When you walk into Hanna’s Design & Alterations, almost every inch of the small store is lined with various garments. At the centre of it all is the owner Hanna Prochownik, travelling back and forth between the sewing machine in the back and the steady flow of customers in the front.

After a long day, Prochownik points to her fitbit and says, “7,300 steps. Just in the store.”

A lot from a little

Since the start, Prochownik’s custom designs have been high in demand. Growing up in communist Poland, there was a limited selection to buy from, so Prochownik made do with what she had. Her closet was always filled with handmade dresses that her friends would ask to borrow.

Prochownik says her sewing teacher was her situation. Whenever she had an idea of something she wanted to wear, she would find a way create it.

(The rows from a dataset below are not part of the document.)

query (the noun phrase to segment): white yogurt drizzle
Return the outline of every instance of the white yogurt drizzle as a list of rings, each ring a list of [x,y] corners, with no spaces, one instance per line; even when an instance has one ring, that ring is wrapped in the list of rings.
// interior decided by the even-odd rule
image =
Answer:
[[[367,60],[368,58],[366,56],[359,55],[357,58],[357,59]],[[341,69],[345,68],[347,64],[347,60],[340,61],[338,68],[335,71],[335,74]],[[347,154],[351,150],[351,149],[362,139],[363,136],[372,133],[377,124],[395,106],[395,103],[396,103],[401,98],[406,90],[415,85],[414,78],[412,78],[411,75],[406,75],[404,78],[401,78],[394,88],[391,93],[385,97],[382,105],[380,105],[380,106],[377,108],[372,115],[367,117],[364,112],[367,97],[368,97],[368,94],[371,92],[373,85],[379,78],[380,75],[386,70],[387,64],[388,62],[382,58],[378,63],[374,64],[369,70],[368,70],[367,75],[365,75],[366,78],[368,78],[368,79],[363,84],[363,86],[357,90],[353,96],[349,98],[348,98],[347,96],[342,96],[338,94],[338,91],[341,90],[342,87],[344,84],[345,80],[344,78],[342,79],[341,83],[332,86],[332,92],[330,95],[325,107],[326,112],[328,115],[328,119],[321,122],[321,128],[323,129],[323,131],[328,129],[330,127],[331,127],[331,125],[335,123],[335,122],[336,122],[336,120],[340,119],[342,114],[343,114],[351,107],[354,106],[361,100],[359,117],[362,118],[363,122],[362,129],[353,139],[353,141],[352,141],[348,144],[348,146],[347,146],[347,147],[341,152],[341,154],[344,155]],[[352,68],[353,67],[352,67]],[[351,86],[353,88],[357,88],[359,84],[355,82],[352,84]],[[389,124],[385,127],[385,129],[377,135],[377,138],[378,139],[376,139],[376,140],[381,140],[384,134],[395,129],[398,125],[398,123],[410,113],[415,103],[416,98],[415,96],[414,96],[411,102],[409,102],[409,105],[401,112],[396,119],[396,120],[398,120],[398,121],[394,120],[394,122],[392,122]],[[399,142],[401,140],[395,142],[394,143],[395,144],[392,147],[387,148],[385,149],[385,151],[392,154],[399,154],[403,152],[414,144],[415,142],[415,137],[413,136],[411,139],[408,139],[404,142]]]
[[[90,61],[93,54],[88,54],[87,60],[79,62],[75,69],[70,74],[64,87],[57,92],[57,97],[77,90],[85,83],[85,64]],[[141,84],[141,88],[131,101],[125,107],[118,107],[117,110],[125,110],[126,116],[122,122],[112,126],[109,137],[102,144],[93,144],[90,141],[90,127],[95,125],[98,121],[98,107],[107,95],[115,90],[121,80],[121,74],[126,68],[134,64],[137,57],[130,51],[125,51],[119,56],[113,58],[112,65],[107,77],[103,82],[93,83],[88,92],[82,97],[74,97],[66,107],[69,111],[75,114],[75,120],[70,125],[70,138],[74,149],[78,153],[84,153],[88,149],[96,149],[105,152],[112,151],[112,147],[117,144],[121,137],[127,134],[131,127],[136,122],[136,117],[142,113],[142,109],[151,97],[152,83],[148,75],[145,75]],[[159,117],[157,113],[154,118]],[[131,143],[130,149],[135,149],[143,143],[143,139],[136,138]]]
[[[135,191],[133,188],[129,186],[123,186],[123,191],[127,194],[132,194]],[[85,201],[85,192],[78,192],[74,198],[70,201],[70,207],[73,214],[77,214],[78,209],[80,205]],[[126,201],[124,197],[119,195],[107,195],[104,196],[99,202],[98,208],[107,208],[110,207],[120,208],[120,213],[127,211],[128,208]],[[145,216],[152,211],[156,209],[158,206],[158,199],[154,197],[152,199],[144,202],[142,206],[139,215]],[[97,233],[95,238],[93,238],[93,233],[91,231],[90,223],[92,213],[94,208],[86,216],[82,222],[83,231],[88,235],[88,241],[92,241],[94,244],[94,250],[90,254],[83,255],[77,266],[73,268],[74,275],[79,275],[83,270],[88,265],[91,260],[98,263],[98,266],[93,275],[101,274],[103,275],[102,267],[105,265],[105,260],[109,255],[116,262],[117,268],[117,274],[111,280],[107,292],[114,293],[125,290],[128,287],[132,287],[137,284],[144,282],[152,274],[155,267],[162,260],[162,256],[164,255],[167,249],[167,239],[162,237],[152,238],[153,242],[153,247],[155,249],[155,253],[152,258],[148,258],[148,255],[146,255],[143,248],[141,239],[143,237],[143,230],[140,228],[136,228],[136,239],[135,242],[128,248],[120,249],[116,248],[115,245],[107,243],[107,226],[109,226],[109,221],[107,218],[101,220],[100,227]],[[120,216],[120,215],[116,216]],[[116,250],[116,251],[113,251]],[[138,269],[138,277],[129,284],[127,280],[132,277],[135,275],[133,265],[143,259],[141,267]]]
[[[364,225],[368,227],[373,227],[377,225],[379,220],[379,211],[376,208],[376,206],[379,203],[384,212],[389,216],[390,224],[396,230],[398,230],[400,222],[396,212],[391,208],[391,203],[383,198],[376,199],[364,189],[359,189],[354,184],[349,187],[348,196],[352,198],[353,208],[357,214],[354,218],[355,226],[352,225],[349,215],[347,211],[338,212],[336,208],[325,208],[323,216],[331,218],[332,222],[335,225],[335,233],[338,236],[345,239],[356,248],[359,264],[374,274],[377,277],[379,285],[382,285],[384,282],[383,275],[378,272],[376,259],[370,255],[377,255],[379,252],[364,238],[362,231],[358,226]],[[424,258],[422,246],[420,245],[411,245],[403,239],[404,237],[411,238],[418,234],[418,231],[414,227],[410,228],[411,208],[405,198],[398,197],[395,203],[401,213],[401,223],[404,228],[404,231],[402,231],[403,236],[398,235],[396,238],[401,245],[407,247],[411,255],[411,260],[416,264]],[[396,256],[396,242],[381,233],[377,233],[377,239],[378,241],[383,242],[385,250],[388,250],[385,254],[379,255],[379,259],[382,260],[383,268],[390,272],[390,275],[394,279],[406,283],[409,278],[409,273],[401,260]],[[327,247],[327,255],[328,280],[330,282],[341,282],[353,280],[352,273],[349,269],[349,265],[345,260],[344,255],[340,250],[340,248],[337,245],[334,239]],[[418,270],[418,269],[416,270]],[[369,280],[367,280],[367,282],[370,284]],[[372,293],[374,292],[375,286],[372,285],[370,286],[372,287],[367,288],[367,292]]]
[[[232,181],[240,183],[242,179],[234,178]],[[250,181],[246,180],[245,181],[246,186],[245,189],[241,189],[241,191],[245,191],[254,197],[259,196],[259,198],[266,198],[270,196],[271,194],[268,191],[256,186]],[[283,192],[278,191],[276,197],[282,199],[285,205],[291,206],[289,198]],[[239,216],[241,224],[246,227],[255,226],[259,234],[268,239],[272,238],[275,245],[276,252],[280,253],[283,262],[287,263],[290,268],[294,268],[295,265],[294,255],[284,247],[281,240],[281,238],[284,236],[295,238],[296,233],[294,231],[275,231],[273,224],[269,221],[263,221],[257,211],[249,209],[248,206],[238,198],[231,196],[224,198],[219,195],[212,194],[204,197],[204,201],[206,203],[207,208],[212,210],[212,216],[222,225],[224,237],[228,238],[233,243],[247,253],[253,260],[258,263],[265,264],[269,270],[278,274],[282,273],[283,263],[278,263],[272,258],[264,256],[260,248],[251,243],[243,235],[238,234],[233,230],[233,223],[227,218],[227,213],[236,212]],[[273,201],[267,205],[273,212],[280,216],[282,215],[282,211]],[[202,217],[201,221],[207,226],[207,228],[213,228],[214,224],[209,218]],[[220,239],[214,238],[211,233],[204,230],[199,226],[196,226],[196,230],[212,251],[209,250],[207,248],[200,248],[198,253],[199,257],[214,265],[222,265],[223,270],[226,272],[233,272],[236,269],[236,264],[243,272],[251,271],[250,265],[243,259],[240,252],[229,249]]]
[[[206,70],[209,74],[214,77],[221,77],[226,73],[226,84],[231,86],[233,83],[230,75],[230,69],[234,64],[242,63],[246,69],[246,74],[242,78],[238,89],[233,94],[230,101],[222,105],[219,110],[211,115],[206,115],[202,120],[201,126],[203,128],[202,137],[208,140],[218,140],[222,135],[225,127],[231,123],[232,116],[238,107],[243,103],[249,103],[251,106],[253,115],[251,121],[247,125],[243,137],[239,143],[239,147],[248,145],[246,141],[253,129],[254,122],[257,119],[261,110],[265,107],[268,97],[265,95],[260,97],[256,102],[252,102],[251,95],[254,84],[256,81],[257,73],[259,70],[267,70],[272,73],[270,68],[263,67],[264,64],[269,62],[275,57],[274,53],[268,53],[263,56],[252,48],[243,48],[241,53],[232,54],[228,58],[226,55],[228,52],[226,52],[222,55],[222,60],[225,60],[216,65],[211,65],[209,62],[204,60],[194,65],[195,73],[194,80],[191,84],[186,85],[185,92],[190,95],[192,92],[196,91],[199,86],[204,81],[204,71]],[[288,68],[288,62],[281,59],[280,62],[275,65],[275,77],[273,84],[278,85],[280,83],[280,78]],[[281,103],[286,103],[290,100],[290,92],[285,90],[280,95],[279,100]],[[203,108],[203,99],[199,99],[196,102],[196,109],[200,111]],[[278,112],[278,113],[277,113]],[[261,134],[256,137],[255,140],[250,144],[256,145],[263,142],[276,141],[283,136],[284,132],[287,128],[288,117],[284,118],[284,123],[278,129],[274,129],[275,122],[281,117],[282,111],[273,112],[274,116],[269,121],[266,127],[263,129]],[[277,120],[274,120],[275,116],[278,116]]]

“All my life was like that,” Prochownik says. “If I need a new sweater, I have to knit the sweater. If I don’t have the wool, I have to rip the old sweater and knit the new one from old wool.”

Prochownik later began a business making ballroom and Latin dance outfits for boutiques, but because of Poland’s inflation at the time, it was difficult to make ends meet.

PolanddressA dance outfit Prochownik designed while she lived in Poland. Photo courtesy of Hanna Prochownik.

In the late 1980s  when Prochownik was 30, she had had enough. She sold her car, bought an airline ticket to Toronto and left her life behind.

“I didn’t have a plan at all. It was like jumping in the ocean without swimming.”

Starting from scratch

With very little English and no friends or family to help her, Prochownik was back to making the best out of her situation. To support herself and her daughter, she took on several odd jobs cleaning houses, working in restaurants and sewing for clothing factories.“It was like jumping in the ocean without swimming.” – Hanna Prochownik

When she moved to Calgary, she sent her resume to the Alberta Ballet “a thousand times every day” until finally they responded. They called her in for an interview and asked her to bring samples of her work. Prochownik showed up with a full suitcase, and they hired her to help with costume designs and fittings.

Prochownik considers herself lucky to land her position, but despite the prestige of working for the ballet, she missed having the space to do her own designs. She was also spending a lot of time driving around Calgary doing alterations for other stores.

“It’s different when you have a boss over your head, and you just see his finger when they show you what to do, what not to do,” Prochownik says. “The best for me is to have my own store, because I am free. If I want to do something, I do it, and whenever I am obligated with someone, it’s only my customers.”

HannaWorkingProchownik working on an alteration.  Photo by Andrea Wong.

Hanna’s Design & Alterations opened in 2001, but it would not be the last time Prochownik worked on costumes.

In addition to ballet, Prochownik has done tailoring and custom designs for singers and dancers from Calgary’s Samba, Latin and Scottish groups. She has also received requests for Halloween costumes.

Though it is a slight stretch from what she began with, Prochownik rarely turns away a customer.

“If you like your job, you prove your job every day even if you don’t know. You are willing to make more and do more,” she says. “If I can think how to do it, I will try to do it, and I will do it.”

 CostumesProchownik has done costume requests for Latin dance groups, Halloween, pets and ballet. Photo by Andrea Wong.

Seaming it all together

There is hardly a time when Prochownik isn’t busy. Every second requires her full attention. Every detail needs to be carried out perfectly. It’s all worth it to see her customers put on the finished product.

“The biggest happiness is when I do something that people like. Almost every day there’s satisfaction.”

Though her work often leaves few hours in the day, Prochownik’s greatest enjoyment hasn’t changed since her younger days in Poland.

“The most fun could be one week, lots of fabric, and do my own ideas and make my own clothes with no rushing for clients,” she says. “Sometimes you have the feeling you just want to go somewhere, no ending, and you just walk but you don’t have a goal of somewhere to be. This is like me doing something for nobody, just for me.”

DressesProchownik’s handmade wedding gown and dress displayed at the store. Photo by Andrea Wong.

Prochownik has sold some of own her pieces at the shop, but she primarily focuses on meeting the needs of her customers. Prochownik may have to put her spontaneous projects on hold, but she still has room to grow.

“Every day is important. Every day you learn something new. You see different people … It makes you feel like your life is full of everything grand.”